Unnamed: 0,neighbourhood_id,total_traffic_volume,total_median_income,labor_force_amount
0,1,16104.320755,33600,18405
53,2,15180.071429,29600,14360
67,3,14939.166667,32800,4990
73,4,11302.333333,33600,5305
82,5,10677.166667,34400,4425
...,...,...,...,...
2537,170,89714.882353,44000,8620
2554,171,19694.620690,41200,14040
2583,172,15076.162162,38000,7460
2620,173,18812.250000,46000,10870


In [68]:
# Calculate Pearson correlation coefficients and p-values
corr_income, pval_income = pearsonr(test4_df['total_traffic_volume'], test4_df['total_median_income'])
corr_labor, pval_labor = pearsonr(test4_df['total_traffic_volume'], test4_df['labor_force_amount'])

print("Pearson correlation coefficient between total_traffic_volume and total_median_income:", corr_income)
print("P-value for total_median_income:", pval_income)

print("Pearson correlation coefficient between total_traffic_volume and labor_force_amount:", corr_labor)
print("P-value for labor_force_amount:", pval_labor)

Pearson correlation coefficient between total_traffic_volume and total_median_income: 0.0095200146484541
P-value for total_median_income: 0.9054993797141337
Pearson correlation coefficient between total_traffic_volume and labor_force_amount: 0.13275000935339482
P-value for labor_force_amount: 0.09636057012554836


#### Results #4
There is practically no relatonship between the average traffic flow from all intersections in a neighborhood and the medium income of people.
There is very small correlation between the average traffic flow from all intersections in a nieghborhood, and the amount of people in the labour force.

Furthermore, the p-values for both features are above 0.05, making these relationships not statisically significant

## Discussion

**Hypothesis**: Per each neighborhood, there is a relationship between the total traffic volume across all intersections and the amount of people in the labor force.

**Null-hypothesis**: Per each neighborhood, there is not a relationship between the total traffic volume across all intersections and the amount of people in the labor force.
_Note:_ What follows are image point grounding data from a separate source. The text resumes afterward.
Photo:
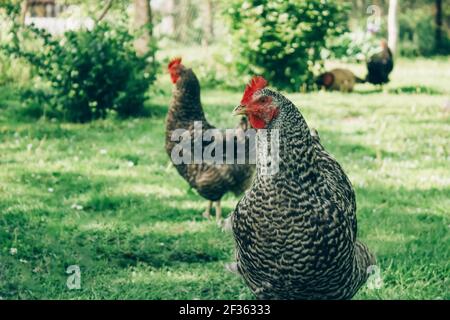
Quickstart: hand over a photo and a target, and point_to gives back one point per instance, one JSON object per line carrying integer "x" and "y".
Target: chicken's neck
{"x": 186, "y": 105}
{"x": 296, "y": 154}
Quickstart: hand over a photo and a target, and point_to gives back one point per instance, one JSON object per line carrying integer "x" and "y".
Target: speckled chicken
{"x": 210, "y": 180}
{"x": 295, "y": 230}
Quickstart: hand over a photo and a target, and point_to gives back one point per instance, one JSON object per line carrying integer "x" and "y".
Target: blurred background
{"x": 85, "y": 180}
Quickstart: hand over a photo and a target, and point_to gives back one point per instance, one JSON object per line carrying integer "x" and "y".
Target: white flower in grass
{"x": 77, "y": 207}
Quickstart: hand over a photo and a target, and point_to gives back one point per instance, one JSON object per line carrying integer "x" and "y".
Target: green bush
{"x": 89, "y": 73}
{"x": 417, "y": 33}
{"x": 283, "y": 39}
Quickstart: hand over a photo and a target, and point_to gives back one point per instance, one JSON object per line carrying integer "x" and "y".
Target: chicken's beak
{"x": 239, "y": 110}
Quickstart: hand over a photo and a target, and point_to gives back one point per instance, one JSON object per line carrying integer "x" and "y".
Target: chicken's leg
{"x": 207, "y": 212}
{"x": 218, "y": 211}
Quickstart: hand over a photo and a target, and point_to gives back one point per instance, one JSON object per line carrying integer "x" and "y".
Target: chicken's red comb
{"x": 174, "y": 62}
{"x": 257, "y": 83}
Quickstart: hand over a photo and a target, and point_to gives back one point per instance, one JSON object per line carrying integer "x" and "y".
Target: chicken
{"x": 210, "y": 180}
{"x": 338, "y": 80}
{"x": 295, "y": 229}
{"x": 380, "y": 65}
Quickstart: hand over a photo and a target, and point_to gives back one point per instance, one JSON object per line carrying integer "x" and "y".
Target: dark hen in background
{"x": 380, "y": 65}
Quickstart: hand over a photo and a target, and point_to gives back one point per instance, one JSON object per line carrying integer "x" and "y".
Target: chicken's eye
{"x": 264, "y": 99}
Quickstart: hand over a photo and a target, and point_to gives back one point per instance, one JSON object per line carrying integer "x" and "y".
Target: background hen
{"x": 211, "y": 181}
{"x": 380, "y": 65}
{"x": 295, "y": 230}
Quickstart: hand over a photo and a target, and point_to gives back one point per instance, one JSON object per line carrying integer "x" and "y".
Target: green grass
{"x": 140, "y": 234}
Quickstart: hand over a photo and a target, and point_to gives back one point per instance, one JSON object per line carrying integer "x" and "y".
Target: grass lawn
{"x": 103, "y": 196}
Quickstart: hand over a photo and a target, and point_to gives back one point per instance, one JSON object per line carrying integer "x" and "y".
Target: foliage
{"x": 352, "y": 46}
{"x": 101, "y": 196}
{"x": 283, "y": 39}
{"x": 87, "y": 73}
{"x": 417, "y": 33}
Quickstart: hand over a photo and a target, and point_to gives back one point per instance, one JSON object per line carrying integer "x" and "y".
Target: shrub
{"x": 283, "y": 39}
{"x": 90, "y": 72}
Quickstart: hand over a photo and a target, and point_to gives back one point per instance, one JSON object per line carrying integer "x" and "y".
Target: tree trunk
{"x": 143, "y": 24}
{"x": 392, "y": 25}
{"x": 23, "y": 11}
{"x": 208, "y": 24}
{"x": 438, "y": 35}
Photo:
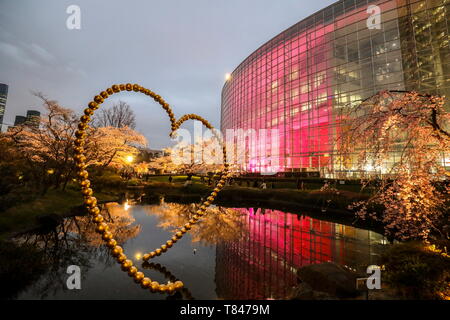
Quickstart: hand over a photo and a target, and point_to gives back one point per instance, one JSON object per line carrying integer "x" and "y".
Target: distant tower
{"x": 33, "y": 118}
{"x": 19, "y": 120}
{"x": 3, "y": 96}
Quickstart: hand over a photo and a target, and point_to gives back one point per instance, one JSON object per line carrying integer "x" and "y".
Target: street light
{"x": 129, "y": 159}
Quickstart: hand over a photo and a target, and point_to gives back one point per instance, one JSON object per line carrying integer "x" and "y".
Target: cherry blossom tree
{"x": 48, "y": 146}
{"x": 401, "y": 141}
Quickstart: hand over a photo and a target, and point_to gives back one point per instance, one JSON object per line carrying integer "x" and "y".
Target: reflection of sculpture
{"x": 220, "y": 224}
{"x": 168, "y": 275}
{"x": 91, "y": 202}
{"x": 118, "y": 218}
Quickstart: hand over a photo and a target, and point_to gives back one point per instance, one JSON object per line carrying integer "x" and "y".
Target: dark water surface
{"x": 243, "y": 253}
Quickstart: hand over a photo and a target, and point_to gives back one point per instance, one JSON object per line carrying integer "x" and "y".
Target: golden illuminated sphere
{"x": 78, "y": 150}
{"x": 132, "y": 271}
{"x": 98, "y": 218}
{"x": 81, "y": 166}
{"x": 83, "y": 126}
{"x": 93, "y": 105}
{"x": 91, "y": 201}
{"x": 121, "y": 258}
{"x": 87, "y": 192}
{"x": 154, "y": 286}
{"x": 117, "y": 249}
{"x": 116, "y": 252}
{"x": 79, "y": 134}
{"x": 145, "y": 282}
{"x": 127, "y": 264}
{"x": 162, "y": 288}
{"x": 94, "y": 211}
{"x": 107, "y": 236}
{"x": 99, "y": 99}
{"x": 170, "y": 288}
{"x": 102, "y": 227}
{"x": 79, "y": 142}
{"x": 111, "y": 243}
{"x": 84, "y": 118}
{"x": 178, "y": 285}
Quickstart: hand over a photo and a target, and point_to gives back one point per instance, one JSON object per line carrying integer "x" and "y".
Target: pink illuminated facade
{"x": 297, "y": 83}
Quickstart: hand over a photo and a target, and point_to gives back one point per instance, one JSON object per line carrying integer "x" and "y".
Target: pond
{"x": 233, "y": 253}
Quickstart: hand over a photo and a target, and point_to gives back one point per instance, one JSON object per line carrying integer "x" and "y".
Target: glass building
{"x": 3, "y": 97}
{"x": 299, "y": 81}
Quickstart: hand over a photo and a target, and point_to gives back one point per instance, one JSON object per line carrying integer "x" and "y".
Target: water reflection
{"x": 233, "y": 253}
{"x": 264, "y": 263}
{"x": 218, "y": 225}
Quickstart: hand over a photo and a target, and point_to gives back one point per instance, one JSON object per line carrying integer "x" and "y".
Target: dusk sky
{"x": 180, "y": 49}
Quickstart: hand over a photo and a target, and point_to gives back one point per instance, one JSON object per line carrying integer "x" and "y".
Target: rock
{"x": 49, "y": 221}
{"x": 302, "y": 292}
{"x": 329, "y": 278}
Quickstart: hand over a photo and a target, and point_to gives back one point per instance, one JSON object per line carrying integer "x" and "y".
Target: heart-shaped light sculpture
{"x": 91, "y": 202}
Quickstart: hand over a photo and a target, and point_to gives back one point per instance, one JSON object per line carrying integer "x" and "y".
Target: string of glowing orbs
{"x": 91, "y": 202}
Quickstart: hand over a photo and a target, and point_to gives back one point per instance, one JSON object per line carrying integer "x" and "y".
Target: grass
{"x": 24, "y": 216}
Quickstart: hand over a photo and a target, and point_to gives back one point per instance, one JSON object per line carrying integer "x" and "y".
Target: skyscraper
{"x": 33, "y": 118}
{"x": 297, "y": 84}
{"x": 3, "y": 96}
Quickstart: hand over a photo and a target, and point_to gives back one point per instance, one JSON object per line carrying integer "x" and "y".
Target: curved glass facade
{"x": 298, "y": 82}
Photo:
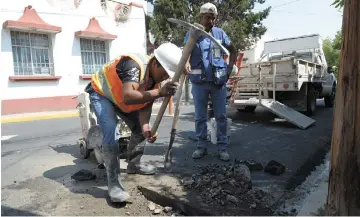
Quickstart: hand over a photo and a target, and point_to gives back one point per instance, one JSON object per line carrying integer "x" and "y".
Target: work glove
{"x": 169, "y": 89}
{"x": 187, "y": 68}
{"x": 147, "y": 133}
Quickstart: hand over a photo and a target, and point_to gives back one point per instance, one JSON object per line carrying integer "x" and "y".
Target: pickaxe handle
{"x": 180, "y": 69}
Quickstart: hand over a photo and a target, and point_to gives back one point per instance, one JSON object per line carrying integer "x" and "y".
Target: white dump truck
{"x": 295, "y": 69}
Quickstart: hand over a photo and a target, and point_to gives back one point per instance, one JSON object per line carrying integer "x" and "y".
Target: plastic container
{"x": 213, "y": 130}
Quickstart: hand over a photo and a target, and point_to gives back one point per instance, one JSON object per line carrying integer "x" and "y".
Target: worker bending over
{"x": 127, "y": 86}
{"x": 208, "y": 73}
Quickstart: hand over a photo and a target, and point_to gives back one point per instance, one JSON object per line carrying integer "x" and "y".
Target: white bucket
{"x": 213, "y": 130}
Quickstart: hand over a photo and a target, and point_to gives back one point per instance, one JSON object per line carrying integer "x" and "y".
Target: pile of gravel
{"x": 225, "y": 185}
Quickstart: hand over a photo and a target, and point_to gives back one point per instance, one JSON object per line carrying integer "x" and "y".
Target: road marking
{"x": 4, "y": 138}
{"x": 39, "y": 117}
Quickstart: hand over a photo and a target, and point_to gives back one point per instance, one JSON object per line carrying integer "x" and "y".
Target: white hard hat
{"x": 208, "y": 8}
{"x": 168, "y": 55}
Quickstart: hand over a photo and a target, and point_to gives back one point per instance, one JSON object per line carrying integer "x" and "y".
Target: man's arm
{"x": 134, "y": 96}
{"x": 187, "y": 65}
{"x": 144, "y": 116}
{"x": 232, "y": 49}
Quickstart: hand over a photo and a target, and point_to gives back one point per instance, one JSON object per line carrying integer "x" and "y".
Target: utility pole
{"x": 344, "y": 181}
### Excerpt  of Test #2 Results:
- For the correlation between total traffic volume and amount of people in the labor force:
  - Spearman correlation coefficient: 0.4418
  - P-value: 6.20e-09

### Conclusion
At a significance level of 0.05, the results of Test #2 <b>indicate a rejection of the null hypothesis</b>, suggesting a statistically significant relationship between the total traffic volume across all intersections and the number of people in the labor force within each neighborhood. As a result, further investigation will be pursued to glean additional insights into the significance of this relationship and its implications for understanding local economic expansion.